This is the problem with all these old-timers, they never heard of any of the good stuff like social media and select-a-size paper towels. That’s probably why Edgar Allan Poe, who was born in 1809 in Boston, Massachusetts, never knew to write about Kimye or the Microsoft Office suite of products. His loss.
Poe is known specifically for his horror writing, and that’s well and good. Rah rah, The Tell-Tale Heart, hooray. Yes. Who doesn’t love a good gothic metaphor for guilt? What he’s less known for, however, is arguably his best work, his 1840 essay “The Philosophy of Furniture”. In this seminal work, Poe describes his philosophy of furniture.
More specifically, he explains why Americans are the worst people in the world at decorating their homes.
Hint: it’s because at that time we had no aristocratic class to be tastemakers for us, so we just bought flashy junk at the most expensive end of the spectrum that we could afford. Indeed:
“There could scarcely be any thing more directly offensive to the eye of the artist than the interior of what is termed, in the United States, a well furnished apartment.”
He begins the Philosophy by calling the English “supreme”, and ends the same paragraphs by stating frankly that “Yankees alone are preposterous”.
Bro, you surely would not be saying that in 2021.
Today we have aristocracy out the wazoo: Influencers. Titans of social media, of new media, of viral content, of snippets and clips and posts and tweets and instas. We have such a vast cornucopia of tastemakers distilling “best life” ethos down to consumable digital Triscuits that we cannot ever escape them.
Thoughts go to thumbs and selfies to phones and they make their way into our collective psyche. We are all suddenly buying the same shape-shifting yoga pants. We are all suddenly buying the same backpack or succulent plant or charcoal toothpaste.

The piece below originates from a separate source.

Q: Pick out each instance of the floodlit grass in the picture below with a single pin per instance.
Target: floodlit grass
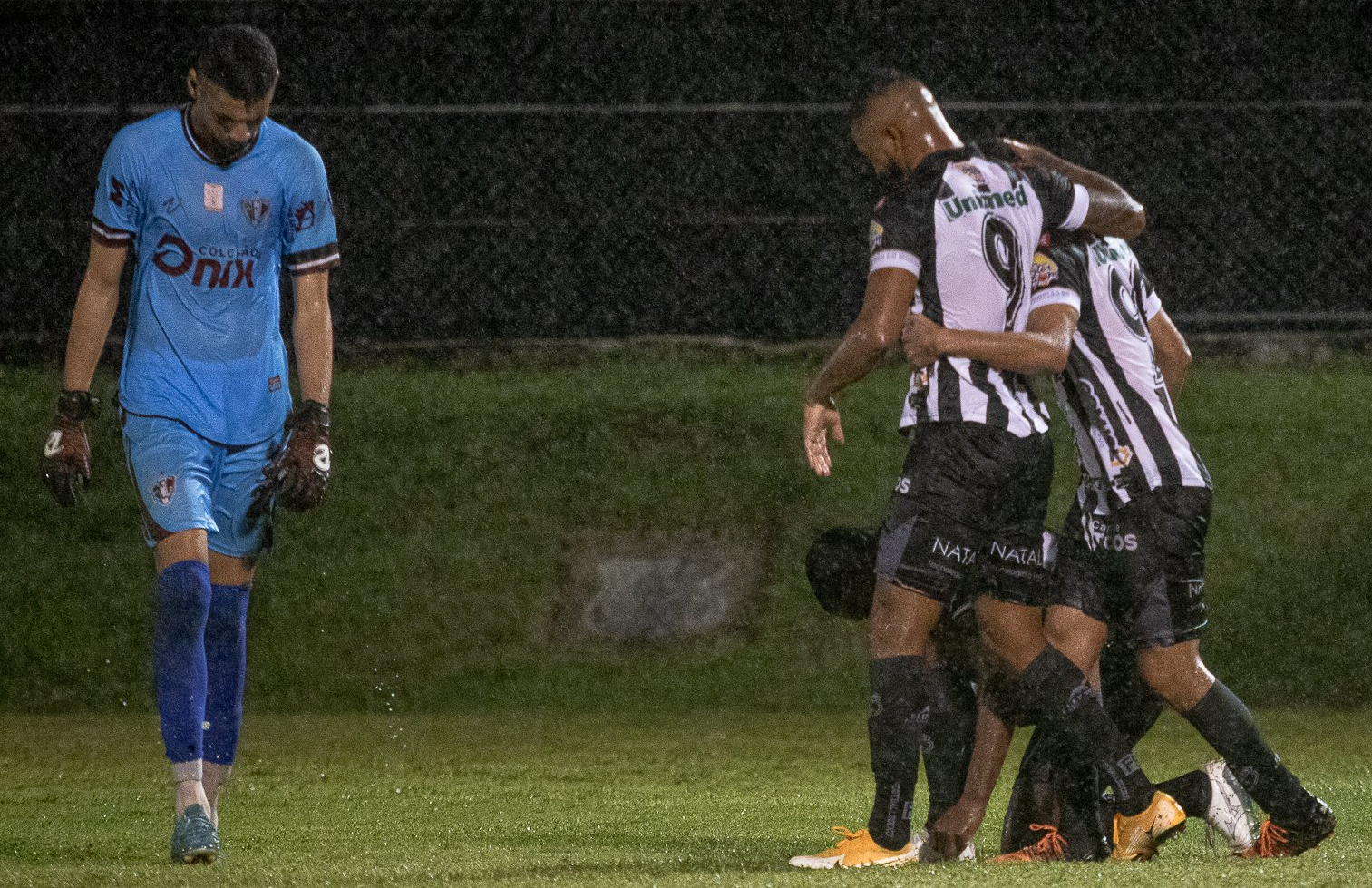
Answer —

We are all suddenly consumers of strangers’ whims. And this is what Poe thought we were missing. In England for centuries, the royals and aristocrats who had the time and energy developed good taste, and that trickled down to the masses. In the US, where money reigned supreme over all life, the only thing to do was spend as a stand-in for taste.
Well, Eddie boy, you got your wish. We made the daughters of OJ Simpson’s lawyer rich beyond measure and gave them the keys to the vehicle of popular culture.
While Poe proselytized at length about how to choose the right carpet for a room, Mark Zuckerberg hibernated deep below the earth’s crust, waiting to emerge a century and a half later in a bath of fire and blood to create Facebook and give rise to a new social order, one where vacuous self-sycophantic pedants would triage our consumerist ethics into direct-to-consumer manageability. Where we would continue to buy our way into the Promised Land of taste, but at someone else’s curated direction.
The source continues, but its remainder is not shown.